Dans un climat de forte incertitude économique, l’or vient de battre un record historique. Pour la première fois, ce mardi, l’once d’or a dépassé les 3500 dollars, atteignant un pic inédit à 3500,10 dollars avant de redescendre légèrement à 3493,41 dollars en transactions au comptant, soit une hausse de 2,2 %. Les contrats à terme américains sur l’or ont également progressé de 2,3 %, pour atteindre 2502,40 dollars.
Ce bond spectaculaire du métal précieux reflète l’inquiétude croissante des investisseurs face aux tensions politiques et économiques aux États-Unis, notamment les vives critiques du président Donald Trump à l’encontre du président de la Réserve fédérale, Jerome Powell. Trump accuse Powell de paralyser l’économie en maintenant les taux d’intérêt inchangés, malgré les incertitudes liées aux politiques douanières.
Le marché perçoit ces frictions comme un signe de fragilité institutionnelle, incitant les investisseurs à délaisser les actifs américains au profit des valeurs refuges comme l’or. « Les investisseurs fuient de plus en plus les actifs américains face à la confusion sur les tarifs douaniers et les tensions entre Trump et Powell. L’or est dans une position idéale pour tirer profit de la faiblesse du dollar », analyse Tim Waterer, chef de marché chez KCM Trade.
Depuis le début de l’année, le cours de l’or a bondi d’environ 33 %, un chiffre qui souligne son rôle de refuge par excellence en période de turbulence.
Les autres métaux précieux ont également profité de cette dynamique : la silver a augmenté de 0,3 % pour atteindre 32,80 dollars l’once, le platine a grimpé de 1,1 % à 972,20 dollars, tandis que le palladium a progressé de 2,2 % pour s’établir à 948,14 dollars.
Sur le plan géopolitique, la tension est à son comble et les répercussions économiques s’enchaînent à un rythme alarmant.

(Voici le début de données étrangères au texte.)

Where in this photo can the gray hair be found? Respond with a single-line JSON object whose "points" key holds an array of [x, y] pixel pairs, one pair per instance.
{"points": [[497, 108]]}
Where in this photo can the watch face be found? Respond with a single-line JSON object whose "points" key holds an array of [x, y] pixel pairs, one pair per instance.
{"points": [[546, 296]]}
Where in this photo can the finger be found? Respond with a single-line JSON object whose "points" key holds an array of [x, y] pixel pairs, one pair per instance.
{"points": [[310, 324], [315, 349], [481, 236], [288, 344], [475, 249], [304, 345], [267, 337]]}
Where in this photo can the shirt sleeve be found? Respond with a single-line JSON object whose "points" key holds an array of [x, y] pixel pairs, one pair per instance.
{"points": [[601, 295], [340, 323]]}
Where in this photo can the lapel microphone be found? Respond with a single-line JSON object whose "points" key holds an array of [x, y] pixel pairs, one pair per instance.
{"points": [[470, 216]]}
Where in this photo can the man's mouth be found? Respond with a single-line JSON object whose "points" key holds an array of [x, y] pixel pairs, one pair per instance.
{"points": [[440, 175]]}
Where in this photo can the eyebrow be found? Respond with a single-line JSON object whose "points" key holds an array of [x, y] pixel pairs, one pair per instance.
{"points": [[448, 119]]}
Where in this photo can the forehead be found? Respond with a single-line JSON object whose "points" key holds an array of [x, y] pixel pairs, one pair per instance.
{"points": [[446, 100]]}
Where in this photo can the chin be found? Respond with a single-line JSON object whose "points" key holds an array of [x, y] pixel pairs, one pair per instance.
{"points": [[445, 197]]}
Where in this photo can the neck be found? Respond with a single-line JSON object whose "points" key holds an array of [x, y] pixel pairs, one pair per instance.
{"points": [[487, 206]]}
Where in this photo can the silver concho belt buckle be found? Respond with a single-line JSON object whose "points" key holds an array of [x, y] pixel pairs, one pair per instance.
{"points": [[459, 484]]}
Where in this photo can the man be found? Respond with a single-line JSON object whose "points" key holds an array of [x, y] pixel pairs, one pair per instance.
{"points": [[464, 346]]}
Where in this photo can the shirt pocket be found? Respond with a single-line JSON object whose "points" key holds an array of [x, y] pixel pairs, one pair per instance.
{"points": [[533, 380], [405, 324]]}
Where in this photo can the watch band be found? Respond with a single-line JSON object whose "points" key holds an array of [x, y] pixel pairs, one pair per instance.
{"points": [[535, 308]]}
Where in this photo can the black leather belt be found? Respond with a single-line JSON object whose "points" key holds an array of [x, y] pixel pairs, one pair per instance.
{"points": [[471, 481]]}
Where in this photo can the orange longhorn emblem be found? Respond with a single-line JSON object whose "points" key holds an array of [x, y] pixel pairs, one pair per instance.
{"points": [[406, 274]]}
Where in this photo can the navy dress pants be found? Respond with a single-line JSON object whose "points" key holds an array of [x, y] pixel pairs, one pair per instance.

Les marchés asiatiques, qui constituent l’un des baromètres les plus sensibles de la stabilité financière mondiale, vacillent sous l’effet d’une vente précipitée et massive d’actifs libellés en dollars, révélatrice d’un désengagement progressif vis-à-vis des actifs américains. En cause : une défiance croissante envers la capacité des États-Unis à maintenir une ligne économique cohérente dans un contexte de plus en plus politisé.

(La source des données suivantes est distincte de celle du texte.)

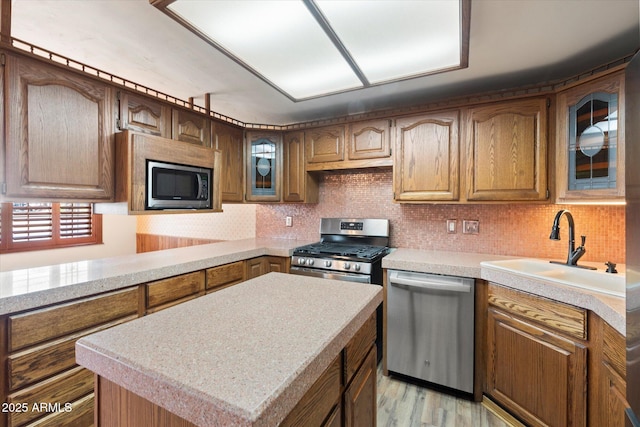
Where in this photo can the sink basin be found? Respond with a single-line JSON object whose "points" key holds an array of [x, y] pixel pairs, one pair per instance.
{"points": [[593, 280]]}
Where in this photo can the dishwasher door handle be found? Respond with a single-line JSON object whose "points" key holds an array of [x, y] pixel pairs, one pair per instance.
{"points": [[427, 284]]}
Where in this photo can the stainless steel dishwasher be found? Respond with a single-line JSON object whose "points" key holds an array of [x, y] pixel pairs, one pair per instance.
{"points": [[430, 328]]}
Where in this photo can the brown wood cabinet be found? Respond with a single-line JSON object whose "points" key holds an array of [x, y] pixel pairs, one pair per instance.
{"points": [[298, 185], [224, 275], [141, 114], [38, 357], [264, 166], [228, 140], [505, 155], [590, 140], [266, 264], [133, 149], [537, 358], [59, 133], [369, 140], [426, 164], [349, 146], [189, 126], [164, 293]]}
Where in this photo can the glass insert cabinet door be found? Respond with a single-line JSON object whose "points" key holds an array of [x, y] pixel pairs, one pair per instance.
{"points": [[590, 141], [264, 166], [593, 142]]}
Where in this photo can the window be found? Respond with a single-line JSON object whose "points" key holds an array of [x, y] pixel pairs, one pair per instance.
{"points": [[31, 226]]}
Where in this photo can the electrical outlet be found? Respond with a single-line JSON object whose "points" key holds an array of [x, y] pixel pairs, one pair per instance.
{"points": [[451, 226], [470, 226]]}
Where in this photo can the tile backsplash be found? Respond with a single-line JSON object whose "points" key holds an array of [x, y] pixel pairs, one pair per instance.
{"points": [[505, 229]]}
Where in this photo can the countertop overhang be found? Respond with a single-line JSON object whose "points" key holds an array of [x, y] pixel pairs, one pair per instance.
{"points": [[242, 356]]}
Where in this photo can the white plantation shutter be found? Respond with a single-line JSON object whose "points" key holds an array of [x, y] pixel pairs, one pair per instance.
{"points": [[27, 226], [31, 222], [75, 220]]}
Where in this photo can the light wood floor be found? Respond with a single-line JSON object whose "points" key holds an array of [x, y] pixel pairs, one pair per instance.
{"points": [[404, 405]]}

La réaction virulente de la Chine ne s’est pas fait attendre. Pékin, par la voix de ses représentants officiels, a accusé Washington de manipuler l’arme tarifaire à des fins de pression géopolitique, dénonçant une utilisation abusive des droits de douane comme levier stratégique pour affaiblir ses partenaires commerciaux. Plus inquiétant encore, la Chine a mis en garde les pays tiers contre la signature d’accords économiques qu’elle juge déséquilibrés et néfastes à la souveraineté de leurs politiques industrielles. Une déclaration qui sonne comme un avertissement direct à plusieurs économies émergentes courtisées par Washington.

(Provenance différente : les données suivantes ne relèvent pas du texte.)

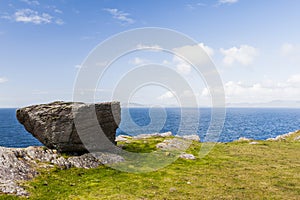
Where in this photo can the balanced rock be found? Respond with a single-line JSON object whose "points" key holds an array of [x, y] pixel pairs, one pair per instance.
{"points": [[57, 125]]}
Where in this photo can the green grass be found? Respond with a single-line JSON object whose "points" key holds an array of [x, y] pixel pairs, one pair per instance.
{"points": [[237, 170]]}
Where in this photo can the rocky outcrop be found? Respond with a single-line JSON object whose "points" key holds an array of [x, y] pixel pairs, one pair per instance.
{"points": [[21, 164], [54, 124], [292, 135]]}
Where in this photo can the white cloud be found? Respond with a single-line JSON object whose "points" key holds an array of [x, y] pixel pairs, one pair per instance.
{"points": [[167, 95], [243, 55], [228, 1], [153, 47], [31, 16], [294, 79], [182, 66], [58, 11], [59, 22], [290, 51], [195, 54], [3, 79], [31, 3], [139, 61], [264, 91], [207, 49], [120, 15]]}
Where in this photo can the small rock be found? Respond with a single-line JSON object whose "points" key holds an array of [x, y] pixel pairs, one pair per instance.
{"points": [[297, 138], [173, 145], [243, 139], [122, 138], [145, 136], [187, 156], [253, 143], [189, 137]]}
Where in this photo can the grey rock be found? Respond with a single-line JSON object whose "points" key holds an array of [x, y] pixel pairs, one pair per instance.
{"points": [[253, 143], [57, 124], [175, 144], [187, 156], [297, 138], [243, 139], [122, 138], [21, 164], [145, 136], [189, 137]]}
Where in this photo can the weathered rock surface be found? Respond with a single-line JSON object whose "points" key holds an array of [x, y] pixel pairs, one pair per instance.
{"points": [[54, 124], [20, 164], [286, 136]]}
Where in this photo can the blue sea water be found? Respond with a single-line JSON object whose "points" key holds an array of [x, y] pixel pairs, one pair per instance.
{"points": [[256, 123]]}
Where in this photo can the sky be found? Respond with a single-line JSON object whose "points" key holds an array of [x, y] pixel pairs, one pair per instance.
{"points": [[254, 44]]}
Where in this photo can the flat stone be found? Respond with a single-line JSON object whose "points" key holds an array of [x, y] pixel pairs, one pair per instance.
{"points": [[54, 124], [187, 156], [145, 136], [190, 137]]}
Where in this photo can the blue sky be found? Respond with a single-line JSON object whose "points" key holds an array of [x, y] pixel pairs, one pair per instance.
{"points": [[255, 45]]}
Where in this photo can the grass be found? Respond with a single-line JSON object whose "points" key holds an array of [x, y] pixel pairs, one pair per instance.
{"points": [[237, 170]]}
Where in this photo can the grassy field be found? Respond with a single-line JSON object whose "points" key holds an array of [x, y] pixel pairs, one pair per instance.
{"points": [[237, 170]]}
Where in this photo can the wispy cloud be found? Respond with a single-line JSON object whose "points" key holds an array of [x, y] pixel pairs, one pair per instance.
{"points": [[31, 16], [3, 79], [194, 6], [167, 95], [121, 16], [31, 2], [227, 1], [243, 55]]}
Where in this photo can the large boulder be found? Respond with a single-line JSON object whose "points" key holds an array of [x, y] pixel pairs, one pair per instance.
{"points": [[57, 124]]}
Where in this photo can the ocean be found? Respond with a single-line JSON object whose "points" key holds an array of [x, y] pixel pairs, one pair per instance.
{"points": [[255, 123]]}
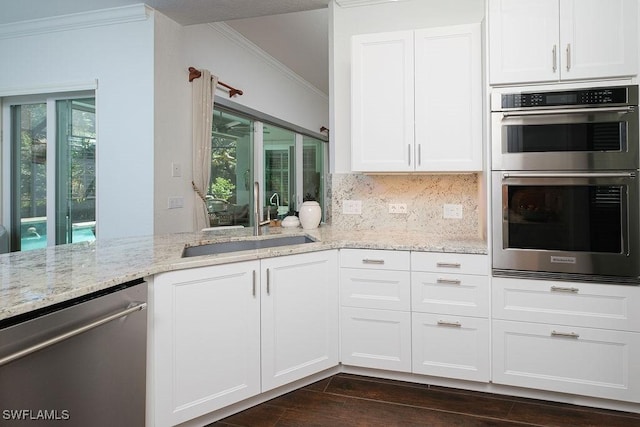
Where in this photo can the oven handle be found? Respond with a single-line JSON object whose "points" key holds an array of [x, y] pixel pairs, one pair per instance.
{"points": [[622, 110], [72, 333], [570, 175]]}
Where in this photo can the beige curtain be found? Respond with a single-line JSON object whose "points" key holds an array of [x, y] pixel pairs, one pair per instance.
{"points": [[202, 101]]}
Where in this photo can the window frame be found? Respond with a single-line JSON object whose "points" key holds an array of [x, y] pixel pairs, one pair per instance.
{"points": [[49, 99], [259, 119]]}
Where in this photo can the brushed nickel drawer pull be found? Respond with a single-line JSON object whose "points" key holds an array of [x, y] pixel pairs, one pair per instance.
{"points": [[373, 261], [268, 282], [448, 281], [563, 289], [449, 324], [565, 334], [448, 264], [254, 283]]}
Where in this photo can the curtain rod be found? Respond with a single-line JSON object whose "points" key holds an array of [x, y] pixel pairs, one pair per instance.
{"points": [[195, 73]]}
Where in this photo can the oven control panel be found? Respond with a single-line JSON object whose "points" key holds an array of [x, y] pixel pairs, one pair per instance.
{"points": [[590, 97]]}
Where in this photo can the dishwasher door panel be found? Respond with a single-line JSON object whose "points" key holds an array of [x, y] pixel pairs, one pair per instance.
{"points": [[96, 377]]}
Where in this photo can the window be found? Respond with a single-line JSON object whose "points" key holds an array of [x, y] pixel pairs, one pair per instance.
{"points": [[289, 166], [52, 163]]}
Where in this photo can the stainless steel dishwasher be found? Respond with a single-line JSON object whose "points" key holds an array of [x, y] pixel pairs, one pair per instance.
{"points": [[78, 363]]}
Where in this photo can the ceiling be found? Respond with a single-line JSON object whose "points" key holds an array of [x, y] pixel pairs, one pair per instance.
{"points": [[294, 32]]}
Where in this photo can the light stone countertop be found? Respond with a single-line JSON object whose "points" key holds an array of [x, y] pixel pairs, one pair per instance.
{"points": [[35, 279]]}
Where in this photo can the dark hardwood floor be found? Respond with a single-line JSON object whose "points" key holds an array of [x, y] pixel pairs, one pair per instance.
{"points": [[351, 400]]}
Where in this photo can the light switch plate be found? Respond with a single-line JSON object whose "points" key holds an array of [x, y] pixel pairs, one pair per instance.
{"points": [[175, 202]]}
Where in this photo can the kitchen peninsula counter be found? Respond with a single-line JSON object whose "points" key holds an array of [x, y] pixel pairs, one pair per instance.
{"points": [[35, 279]]}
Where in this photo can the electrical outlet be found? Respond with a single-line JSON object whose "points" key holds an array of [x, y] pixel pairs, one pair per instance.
{"points": [[352, 207], [452, 211], [400, 208], [175, 202]]}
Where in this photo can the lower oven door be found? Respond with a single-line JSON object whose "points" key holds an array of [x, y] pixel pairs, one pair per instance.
{"points": [[573, 226]]}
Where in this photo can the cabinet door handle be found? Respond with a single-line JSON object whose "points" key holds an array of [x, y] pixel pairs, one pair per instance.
{"points": [[448, 264], [254, 283], [564, 289], [449, 324], [448, 281], [565, 334], [268, 282]]}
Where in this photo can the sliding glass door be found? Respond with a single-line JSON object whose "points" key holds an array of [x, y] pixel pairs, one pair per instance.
{"points": [[52, 172]]}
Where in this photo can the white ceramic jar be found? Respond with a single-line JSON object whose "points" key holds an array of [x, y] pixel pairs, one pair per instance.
{"points": [[310, 214]]}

Dans ce climat électrique, les investisseurs scrutent désormais les moindres signaux émis par les membres de la Réserve fédérale, espérant des éclaircissements sur la trajectoire monétaire à venir. Mais cette attente fébrile ne fait qu’ajouter à la volatilité ambiante.
L’or, quant à lui, s’impose plus que jamais comme une valeur refuge incontestable. En dépassant les 3500 dollars l’once, le métal jaune n’est plus seulement un indicateur économique : il devient le symptôme d’une défiance globale à l’égard des équilibres politiques et monétaires actuels. Face aux incertitudes liées aux tensions sino-américaines, aux rivalités internes à la politique américaine, et à la perspective d’un ralentissement économique, les investisseurs préfèrent miser sur la sécurité tangible d’un actif millénaire plutôt que sur la promesse incertaine des devises fiat.
L’or ne brille plus uniquement par sa rareté. Il brille aujourd’hui comme le reflet d’un monde désorienté, où la prudence a désormais valeur de stratégie.